Karacsony: Planning for Budapest Ring Road renovation set to start this year
The renovation of the section between Nyugati Square and Mester Street is expected to be completed by the end of the next city administration term, Karacsony said in response to a question at a press conference.
The mayor spoke after a cabinet meeting in Budapest’s 7th district, where the 6th, 7th, 8th and 9th districts signed an agreement on the project.
The project will be financed from 4 billion forints (EUR 10.3m) in European Union funds, as well as city council and district resources, Karacsony said. In addition to renovating the physical space, the project is aimed at creating a uniform image for the city, he said, adding that this will be linked with a business development scheme.

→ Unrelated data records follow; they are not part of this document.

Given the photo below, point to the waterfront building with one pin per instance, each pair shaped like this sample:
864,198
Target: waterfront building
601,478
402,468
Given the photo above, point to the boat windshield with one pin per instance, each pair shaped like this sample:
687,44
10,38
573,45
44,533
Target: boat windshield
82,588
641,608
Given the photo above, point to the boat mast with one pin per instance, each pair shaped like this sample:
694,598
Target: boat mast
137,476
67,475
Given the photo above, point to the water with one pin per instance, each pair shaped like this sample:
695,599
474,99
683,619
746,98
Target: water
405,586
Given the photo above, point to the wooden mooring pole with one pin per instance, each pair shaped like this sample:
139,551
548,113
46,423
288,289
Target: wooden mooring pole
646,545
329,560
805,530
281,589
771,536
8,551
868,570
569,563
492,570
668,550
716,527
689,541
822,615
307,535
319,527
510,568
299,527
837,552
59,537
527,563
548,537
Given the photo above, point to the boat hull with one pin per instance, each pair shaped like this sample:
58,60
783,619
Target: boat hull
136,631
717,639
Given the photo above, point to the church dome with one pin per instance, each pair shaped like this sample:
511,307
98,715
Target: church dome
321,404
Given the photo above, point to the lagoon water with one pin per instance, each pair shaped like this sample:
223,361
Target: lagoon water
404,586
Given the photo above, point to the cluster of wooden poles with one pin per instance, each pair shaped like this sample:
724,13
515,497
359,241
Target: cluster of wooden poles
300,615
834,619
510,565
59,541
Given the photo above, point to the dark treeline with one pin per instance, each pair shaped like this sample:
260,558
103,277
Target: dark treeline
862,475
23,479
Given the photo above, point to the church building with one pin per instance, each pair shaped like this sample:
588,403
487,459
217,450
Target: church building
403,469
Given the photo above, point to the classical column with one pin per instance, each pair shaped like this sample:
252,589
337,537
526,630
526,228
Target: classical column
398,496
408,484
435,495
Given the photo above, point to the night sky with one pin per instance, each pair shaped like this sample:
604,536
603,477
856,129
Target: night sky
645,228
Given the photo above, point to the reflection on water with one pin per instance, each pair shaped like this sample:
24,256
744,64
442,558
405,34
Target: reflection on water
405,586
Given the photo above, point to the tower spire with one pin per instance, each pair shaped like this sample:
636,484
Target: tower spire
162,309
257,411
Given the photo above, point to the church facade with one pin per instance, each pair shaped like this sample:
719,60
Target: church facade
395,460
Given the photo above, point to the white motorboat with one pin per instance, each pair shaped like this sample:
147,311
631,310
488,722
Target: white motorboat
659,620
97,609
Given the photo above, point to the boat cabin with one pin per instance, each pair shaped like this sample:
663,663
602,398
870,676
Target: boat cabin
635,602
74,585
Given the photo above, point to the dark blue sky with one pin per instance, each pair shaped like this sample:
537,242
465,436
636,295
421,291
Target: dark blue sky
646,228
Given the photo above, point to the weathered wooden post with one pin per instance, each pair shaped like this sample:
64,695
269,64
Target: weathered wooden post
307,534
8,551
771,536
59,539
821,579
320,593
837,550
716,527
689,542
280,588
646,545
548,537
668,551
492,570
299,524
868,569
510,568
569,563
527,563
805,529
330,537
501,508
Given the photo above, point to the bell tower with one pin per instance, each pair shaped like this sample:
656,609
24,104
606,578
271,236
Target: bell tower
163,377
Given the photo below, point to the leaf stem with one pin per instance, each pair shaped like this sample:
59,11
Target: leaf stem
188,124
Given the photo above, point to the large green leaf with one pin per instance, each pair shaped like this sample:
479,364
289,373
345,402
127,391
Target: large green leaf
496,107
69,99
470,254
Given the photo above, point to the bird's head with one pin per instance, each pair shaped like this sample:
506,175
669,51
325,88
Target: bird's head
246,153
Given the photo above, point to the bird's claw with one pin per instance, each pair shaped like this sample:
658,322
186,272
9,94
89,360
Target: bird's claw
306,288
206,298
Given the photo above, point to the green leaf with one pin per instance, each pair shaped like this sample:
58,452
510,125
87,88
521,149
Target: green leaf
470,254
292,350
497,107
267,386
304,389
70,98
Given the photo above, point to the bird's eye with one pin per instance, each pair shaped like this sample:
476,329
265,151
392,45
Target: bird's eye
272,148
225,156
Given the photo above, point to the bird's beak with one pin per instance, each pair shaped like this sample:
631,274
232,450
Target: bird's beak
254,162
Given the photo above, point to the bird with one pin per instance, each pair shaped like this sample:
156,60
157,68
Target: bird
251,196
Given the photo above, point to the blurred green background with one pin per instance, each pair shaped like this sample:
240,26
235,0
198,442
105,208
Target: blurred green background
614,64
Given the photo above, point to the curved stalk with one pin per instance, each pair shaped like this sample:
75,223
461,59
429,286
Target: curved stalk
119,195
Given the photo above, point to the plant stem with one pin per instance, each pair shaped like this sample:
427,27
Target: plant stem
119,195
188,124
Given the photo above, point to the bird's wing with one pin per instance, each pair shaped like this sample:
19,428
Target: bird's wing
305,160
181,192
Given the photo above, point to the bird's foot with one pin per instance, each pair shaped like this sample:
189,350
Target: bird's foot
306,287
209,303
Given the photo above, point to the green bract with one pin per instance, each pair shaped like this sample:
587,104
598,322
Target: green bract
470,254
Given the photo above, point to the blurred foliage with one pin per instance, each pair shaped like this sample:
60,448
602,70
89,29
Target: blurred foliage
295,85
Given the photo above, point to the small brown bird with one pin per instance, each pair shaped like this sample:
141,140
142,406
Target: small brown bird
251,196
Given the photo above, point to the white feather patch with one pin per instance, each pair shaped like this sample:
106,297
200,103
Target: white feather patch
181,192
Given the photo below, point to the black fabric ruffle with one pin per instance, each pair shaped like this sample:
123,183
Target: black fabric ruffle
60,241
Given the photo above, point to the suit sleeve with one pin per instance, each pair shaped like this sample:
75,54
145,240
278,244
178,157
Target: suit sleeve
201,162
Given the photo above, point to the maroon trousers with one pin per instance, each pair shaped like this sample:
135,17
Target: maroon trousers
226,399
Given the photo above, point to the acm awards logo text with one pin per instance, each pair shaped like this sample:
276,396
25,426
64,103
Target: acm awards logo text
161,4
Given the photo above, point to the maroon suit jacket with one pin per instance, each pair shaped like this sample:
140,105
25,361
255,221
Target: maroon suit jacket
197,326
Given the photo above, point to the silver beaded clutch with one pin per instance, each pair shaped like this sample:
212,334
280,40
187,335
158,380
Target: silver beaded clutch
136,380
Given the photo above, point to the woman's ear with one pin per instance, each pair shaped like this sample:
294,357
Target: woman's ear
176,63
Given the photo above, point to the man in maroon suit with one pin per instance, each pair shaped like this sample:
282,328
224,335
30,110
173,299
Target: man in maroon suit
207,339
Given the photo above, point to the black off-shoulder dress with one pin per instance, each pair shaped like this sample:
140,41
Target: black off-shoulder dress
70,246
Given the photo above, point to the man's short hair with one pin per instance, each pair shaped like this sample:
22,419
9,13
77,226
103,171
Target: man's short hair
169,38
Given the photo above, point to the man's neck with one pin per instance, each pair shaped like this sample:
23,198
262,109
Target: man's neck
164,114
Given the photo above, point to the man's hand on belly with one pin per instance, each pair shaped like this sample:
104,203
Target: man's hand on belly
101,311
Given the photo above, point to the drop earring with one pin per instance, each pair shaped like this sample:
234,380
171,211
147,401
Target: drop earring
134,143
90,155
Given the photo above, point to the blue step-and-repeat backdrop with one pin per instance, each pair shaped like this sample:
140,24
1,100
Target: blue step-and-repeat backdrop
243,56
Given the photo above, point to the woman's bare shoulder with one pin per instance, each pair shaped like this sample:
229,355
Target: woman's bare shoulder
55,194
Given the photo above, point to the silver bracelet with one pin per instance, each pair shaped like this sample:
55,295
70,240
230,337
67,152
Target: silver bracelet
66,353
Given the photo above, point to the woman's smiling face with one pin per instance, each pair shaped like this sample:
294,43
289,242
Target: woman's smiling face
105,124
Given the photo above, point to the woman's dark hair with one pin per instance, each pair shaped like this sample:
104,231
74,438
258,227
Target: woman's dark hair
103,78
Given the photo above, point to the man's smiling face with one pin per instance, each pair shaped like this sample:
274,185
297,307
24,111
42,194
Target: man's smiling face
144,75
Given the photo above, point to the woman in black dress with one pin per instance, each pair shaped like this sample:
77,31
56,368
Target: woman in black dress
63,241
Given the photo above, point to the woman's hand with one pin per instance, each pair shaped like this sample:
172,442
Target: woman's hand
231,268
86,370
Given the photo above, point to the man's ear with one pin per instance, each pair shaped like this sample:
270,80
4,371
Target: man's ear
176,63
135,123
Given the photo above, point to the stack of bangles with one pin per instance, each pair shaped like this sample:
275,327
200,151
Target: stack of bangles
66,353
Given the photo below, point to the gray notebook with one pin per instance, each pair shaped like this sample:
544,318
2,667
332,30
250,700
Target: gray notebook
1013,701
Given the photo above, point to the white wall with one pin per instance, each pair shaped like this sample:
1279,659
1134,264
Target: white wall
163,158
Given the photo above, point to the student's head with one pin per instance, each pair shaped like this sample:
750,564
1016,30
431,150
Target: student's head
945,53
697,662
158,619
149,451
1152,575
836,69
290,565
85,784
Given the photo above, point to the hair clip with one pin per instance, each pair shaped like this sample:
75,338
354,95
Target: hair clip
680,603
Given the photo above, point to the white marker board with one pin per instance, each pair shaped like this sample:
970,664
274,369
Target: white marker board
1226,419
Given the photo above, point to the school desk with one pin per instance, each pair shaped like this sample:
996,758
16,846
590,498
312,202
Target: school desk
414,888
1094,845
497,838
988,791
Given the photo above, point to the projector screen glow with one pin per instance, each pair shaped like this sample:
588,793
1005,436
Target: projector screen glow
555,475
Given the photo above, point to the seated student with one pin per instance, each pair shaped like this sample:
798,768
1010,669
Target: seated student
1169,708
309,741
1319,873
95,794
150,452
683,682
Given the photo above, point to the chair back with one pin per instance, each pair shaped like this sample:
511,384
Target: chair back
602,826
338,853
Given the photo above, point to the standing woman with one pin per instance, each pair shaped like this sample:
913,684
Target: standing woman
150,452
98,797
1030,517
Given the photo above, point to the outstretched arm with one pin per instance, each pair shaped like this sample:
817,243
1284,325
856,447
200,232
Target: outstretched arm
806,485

Karacsony said the study preceding the project had already been carried out in the form of a “broad social dialogue”.
He said in response to questions that the city council will use its own resources to repave the road, adding that the districts will be responsible for repairing their own pavement sections.
Karacsony said the city would not be starting the planning from scratch, as a comprehensive plan to renovate the Ring Road had already been approved back in 2021.
He said the project will increase the size of green areas, protect the existing tree line, add better protected bicycle lanes, improve the quality of the pavement and add more crosswalks.
Plans also include the launch of a credit scheme for microbusinesses with a view to attracting socially productive businesses to the Ring Road, Karacsony said.
Tamas Soproni, the mayor of the 6th district, said it was important to refurbish the facade of the buildings along the Ring Road that were damaged in the second world war and the 1956 revolution. He said it would also be important to open up to cultural institutions and civil society, adding that the districts should incentivise proprietors on the Ring Road to also attract businesses “other than pubs” to the area.
Meanwhile, asked about cooperation among the opposition parties in this year’s local elections, Karacsony said the parties included in Budapest’s leadership remained committed to staying united.
“We may not contest the elections on a joint list, but certainly as one political community,” he said, adding that certain disagreements regarding the mayoral candidates still had to be settled.